My experience: Living a happy and constructive life beyond In Amenas

My experience: Living a happy and constructive life beyond In Amenas

16 January 2013 is a date that Nick Hitch was convinced he would not survive when militants linked to Al-Qaeda attacked the In Amenas gas plant in Algeria where he worked as a manager. A decade on, rarely a day passes when Nick doesn’t think back to that fateful day in which he lost 40 colleagues and friends. Nick, who is based in London UK, has been volunteering with Hostage International for seven years to help us improve our services from the perspective of someone who has survived a huge trauma. Here he talks about his experience and shares his reflections on surviving such a brutal ordeal and the challenges around elements of his recovery.  

Living through such a crisis has been illuminating going forward, not to mention a considerable learning experience. Despite the difficulties of having witnessed such terror, I have found it possible to move on in a productive and happy way and really hope for a similar outcome for other survivors.   

Despite the terrifying disasters than can devastate our lives, the basic human qualities of respect and kindness in those supporting my recovery have helped me move on.

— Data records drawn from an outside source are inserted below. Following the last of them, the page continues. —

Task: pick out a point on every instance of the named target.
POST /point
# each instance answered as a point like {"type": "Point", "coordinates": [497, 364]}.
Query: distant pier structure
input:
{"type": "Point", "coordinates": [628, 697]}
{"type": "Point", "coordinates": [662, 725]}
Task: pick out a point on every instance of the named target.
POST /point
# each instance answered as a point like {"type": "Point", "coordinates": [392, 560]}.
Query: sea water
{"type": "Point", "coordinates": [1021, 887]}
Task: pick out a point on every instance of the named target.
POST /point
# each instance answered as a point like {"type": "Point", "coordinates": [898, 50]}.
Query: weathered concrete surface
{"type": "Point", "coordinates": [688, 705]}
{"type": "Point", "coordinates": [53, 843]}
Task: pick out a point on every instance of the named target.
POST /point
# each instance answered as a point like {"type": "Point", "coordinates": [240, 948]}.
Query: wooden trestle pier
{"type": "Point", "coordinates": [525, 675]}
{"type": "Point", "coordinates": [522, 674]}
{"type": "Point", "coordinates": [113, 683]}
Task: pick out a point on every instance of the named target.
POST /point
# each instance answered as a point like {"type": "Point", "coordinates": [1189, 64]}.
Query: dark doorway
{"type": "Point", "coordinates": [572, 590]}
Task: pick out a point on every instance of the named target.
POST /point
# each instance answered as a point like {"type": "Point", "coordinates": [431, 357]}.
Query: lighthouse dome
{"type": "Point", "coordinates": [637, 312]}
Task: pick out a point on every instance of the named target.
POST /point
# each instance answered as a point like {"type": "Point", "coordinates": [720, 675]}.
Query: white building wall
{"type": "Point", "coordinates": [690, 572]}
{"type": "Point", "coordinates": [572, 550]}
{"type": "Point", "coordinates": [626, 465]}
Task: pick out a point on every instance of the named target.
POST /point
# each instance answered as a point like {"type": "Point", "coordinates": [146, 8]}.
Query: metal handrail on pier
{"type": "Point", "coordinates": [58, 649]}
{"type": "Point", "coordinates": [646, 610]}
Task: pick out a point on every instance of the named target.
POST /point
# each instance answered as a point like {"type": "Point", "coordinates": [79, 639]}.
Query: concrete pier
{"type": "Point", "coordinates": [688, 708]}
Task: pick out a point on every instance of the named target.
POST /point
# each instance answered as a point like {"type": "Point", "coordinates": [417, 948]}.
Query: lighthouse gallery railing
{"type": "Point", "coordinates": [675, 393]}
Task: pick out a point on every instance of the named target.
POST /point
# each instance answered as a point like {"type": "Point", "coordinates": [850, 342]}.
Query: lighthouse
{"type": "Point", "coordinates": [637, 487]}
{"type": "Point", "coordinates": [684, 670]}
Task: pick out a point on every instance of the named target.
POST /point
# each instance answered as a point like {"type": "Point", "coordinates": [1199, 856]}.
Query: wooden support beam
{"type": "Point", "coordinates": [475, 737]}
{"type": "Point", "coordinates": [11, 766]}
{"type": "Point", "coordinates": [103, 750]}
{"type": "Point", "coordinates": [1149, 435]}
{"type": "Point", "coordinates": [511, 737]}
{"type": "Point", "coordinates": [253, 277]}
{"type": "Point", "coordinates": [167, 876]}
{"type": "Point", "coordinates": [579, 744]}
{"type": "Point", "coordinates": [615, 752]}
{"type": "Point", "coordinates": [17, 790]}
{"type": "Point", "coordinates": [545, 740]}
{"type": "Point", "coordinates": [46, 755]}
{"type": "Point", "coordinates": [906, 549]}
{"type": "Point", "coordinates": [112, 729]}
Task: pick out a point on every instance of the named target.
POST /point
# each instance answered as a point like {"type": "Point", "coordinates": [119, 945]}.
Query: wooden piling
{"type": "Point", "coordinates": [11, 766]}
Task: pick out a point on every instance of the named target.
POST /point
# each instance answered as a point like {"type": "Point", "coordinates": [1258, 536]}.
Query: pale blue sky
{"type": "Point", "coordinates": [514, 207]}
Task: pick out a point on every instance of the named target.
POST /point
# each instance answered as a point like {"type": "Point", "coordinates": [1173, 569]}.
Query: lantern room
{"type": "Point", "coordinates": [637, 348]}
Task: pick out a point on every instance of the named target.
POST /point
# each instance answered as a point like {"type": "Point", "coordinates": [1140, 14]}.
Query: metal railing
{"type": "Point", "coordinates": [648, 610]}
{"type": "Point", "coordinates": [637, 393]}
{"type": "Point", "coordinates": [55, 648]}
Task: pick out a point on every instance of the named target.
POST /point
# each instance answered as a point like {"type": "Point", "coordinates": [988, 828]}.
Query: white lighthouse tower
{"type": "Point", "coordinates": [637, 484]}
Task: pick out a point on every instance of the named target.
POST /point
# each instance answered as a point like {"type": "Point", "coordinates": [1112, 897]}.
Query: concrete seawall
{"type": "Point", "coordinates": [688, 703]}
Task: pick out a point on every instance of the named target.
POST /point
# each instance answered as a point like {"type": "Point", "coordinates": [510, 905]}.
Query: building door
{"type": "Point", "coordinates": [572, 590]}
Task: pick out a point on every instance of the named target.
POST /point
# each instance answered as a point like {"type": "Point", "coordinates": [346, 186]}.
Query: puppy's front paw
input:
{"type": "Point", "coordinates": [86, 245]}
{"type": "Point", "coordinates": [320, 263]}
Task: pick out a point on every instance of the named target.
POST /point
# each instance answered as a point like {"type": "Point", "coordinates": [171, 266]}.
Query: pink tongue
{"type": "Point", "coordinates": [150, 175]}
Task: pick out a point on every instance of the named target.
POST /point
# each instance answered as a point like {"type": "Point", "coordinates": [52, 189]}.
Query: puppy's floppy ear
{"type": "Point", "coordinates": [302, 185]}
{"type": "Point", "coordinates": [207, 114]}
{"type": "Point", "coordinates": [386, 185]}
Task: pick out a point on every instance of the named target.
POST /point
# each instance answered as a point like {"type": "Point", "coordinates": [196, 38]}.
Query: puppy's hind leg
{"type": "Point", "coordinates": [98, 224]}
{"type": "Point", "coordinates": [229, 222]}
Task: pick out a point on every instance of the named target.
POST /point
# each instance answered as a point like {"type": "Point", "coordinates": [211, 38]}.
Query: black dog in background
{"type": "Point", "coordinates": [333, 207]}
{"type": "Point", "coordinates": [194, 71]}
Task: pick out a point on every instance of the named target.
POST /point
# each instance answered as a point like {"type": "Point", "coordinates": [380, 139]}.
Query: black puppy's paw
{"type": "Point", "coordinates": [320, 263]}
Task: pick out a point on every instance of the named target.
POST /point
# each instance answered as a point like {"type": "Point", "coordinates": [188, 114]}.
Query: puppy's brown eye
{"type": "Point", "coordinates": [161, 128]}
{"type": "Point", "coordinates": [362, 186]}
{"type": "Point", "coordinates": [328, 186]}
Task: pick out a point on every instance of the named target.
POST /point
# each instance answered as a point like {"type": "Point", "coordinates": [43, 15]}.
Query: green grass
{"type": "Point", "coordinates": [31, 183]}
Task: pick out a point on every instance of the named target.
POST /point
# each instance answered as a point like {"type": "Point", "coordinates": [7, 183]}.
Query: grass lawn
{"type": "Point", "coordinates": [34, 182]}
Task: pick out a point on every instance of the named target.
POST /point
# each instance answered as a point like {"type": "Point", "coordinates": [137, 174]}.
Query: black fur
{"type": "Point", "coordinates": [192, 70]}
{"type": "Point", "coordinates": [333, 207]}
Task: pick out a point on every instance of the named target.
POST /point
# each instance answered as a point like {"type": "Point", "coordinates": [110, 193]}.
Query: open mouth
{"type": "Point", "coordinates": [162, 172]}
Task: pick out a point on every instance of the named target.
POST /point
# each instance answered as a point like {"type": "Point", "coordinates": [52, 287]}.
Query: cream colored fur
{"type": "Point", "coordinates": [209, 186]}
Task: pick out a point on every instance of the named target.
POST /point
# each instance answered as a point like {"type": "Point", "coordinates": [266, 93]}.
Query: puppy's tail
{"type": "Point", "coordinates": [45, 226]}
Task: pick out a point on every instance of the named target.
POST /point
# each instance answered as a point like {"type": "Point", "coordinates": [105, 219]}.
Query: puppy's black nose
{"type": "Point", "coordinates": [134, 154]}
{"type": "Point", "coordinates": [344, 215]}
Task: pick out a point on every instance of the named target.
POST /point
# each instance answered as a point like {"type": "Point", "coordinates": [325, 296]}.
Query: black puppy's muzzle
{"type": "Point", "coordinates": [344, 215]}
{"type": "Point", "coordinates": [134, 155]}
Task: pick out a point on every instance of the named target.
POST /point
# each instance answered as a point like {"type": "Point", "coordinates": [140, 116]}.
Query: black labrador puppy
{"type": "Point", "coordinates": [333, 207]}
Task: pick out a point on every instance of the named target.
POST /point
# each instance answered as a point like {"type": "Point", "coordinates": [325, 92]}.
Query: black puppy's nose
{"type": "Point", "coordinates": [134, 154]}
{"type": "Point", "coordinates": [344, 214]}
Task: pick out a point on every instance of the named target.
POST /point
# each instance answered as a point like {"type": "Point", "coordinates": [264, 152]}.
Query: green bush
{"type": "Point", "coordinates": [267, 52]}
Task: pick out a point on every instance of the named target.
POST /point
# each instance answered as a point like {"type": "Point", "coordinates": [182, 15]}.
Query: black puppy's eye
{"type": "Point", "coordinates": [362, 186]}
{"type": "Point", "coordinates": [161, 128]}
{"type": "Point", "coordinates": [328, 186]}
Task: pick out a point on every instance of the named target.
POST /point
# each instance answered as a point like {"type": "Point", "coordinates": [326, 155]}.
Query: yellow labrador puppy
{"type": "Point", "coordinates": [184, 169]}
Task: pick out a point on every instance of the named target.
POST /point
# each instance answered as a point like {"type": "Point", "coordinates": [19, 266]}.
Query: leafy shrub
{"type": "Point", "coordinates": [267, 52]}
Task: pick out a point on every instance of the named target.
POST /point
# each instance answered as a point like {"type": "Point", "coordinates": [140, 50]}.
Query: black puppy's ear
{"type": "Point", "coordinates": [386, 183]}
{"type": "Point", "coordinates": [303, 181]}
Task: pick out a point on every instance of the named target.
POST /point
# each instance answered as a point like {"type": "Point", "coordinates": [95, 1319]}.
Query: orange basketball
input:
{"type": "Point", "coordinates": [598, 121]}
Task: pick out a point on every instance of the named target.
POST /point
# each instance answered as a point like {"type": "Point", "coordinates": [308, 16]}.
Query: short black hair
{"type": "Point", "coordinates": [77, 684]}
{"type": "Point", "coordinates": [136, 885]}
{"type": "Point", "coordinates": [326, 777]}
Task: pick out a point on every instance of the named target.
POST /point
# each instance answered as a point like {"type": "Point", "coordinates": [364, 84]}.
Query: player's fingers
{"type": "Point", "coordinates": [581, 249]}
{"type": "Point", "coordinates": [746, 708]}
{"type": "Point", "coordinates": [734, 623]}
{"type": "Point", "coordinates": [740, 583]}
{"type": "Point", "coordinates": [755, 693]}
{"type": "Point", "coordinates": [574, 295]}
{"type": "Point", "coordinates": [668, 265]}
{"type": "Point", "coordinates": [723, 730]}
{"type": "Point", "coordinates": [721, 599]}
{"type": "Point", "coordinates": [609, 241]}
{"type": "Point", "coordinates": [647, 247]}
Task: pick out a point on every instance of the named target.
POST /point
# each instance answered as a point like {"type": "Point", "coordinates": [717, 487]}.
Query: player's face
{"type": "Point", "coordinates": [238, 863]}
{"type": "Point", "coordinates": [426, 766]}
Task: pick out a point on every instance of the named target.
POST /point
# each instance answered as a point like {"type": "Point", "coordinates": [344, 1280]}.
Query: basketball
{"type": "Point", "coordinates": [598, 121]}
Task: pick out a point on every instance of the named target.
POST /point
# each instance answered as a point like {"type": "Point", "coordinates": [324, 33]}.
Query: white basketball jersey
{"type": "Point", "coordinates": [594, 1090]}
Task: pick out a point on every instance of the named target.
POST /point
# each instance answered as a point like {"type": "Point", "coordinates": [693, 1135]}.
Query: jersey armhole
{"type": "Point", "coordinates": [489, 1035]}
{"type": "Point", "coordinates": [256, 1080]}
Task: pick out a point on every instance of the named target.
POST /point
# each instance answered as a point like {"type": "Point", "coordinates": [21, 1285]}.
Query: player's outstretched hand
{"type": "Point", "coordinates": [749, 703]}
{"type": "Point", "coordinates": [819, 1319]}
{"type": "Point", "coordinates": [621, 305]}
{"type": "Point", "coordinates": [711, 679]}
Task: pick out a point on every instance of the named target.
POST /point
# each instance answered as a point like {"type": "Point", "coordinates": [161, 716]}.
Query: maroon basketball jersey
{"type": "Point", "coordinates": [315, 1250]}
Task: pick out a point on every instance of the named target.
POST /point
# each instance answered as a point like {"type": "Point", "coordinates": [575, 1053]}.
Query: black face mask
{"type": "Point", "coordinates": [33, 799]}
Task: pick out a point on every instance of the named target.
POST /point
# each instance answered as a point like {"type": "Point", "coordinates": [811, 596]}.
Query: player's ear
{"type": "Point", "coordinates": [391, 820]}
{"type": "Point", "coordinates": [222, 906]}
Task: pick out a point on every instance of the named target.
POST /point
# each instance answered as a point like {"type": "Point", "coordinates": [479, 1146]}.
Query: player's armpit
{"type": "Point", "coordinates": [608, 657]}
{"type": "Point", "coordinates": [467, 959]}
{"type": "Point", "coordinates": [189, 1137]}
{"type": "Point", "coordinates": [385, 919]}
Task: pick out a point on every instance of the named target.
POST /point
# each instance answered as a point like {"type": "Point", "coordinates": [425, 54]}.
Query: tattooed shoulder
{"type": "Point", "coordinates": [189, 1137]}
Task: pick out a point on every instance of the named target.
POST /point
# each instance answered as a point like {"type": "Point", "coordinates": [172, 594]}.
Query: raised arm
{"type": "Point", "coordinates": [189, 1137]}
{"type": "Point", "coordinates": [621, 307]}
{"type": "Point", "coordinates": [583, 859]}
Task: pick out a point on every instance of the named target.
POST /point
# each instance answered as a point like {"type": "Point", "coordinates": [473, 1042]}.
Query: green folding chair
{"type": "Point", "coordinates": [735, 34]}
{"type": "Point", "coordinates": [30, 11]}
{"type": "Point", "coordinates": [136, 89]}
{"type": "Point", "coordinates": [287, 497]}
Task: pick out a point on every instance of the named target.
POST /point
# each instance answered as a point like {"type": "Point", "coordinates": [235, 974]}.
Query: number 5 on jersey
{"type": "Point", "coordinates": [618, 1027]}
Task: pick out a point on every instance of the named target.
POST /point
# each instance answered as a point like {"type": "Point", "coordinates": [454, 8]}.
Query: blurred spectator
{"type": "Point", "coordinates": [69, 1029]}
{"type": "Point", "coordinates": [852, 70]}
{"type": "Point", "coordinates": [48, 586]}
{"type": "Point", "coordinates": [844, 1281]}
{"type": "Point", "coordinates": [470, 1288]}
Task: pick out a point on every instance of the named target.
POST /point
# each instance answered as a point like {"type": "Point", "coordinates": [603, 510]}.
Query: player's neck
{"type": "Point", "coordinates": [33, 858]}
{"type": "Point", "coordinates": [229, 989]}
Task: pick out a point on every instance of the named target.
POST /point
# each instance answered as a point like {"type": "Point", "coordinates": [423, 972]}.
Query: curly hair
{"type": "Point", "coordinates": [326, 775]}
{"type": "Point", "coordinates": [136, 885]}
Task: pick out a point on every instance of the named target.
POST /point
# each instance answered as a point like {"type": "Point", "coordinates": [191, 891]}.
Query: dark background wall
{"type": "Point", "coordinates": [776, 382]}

Obviously, there are things that I continue to grapple with, but overall, I feel encouraged that things are moving in the right direction.  

 

Confronting brutality 

The brutality of the terrorists was shocking; the harm they could contemplate and the way they hurt people so casually. The fact that someone can get up in the morning intending to shoot someone seems incomprehensible. Twenty years before these terrorists were mere babies in their mother’s loving arms… I don’t understand how so much hatred entered their hearts. I doubt I will ever really understand.   

After returning home, I later met and supported some families but was deeply affected by how distraught they were. The police showed me a photo of one of my colleagues’ wife and baby before I met them. I had that lovely image of his wife in my mind, but when I met her, I couldn’t see the person in the photo, only a woman who was totally crushed by the death of her husband.   

When supporting people, those of us who have a deep experience of trauma often have a natural empathy with people who are struggling – I have been there, so I sense a connection without saying anything. 

 

The loss of my old life  

One particularly stunning moment occurred after my escape when I was in the ambulance on the way to the hospital. As we drove past my accommodation camp, I had this fleeting thought that I would be bandaged, return to the base, sort everything out, and get back to the meeting I’d been in. But within seconds, I realised that thought was crazy, I pressed my face up against the window to have a last glimpse and realised that life was gone forever.   

That’s one of the hardest things for people to understand – the abrupt loss of life as it was.  For me, the attack and those first bullets sounded the end of my career. I found losing it hard, but I needed to accept the loss and move on to something new.   

However, I have a bit of an existential crisis around surviving when others didn’t. It doesn’t seem credible that I can still be alive when so many others died around me. It makes living seem unrealistic or otherworldly, and at times terrifying.   

 

Finding a sense of meaning 

As an adult, I previously had a sense of security and safety, but the effect of the trauma can sometimes drag me into feeling like a terrified child in a nightmare world where anything can happen. At night, during the first few months of recovery, I imagined the terrorists coming in through my bedroom window or rushing up the stairs and crashing through the door.   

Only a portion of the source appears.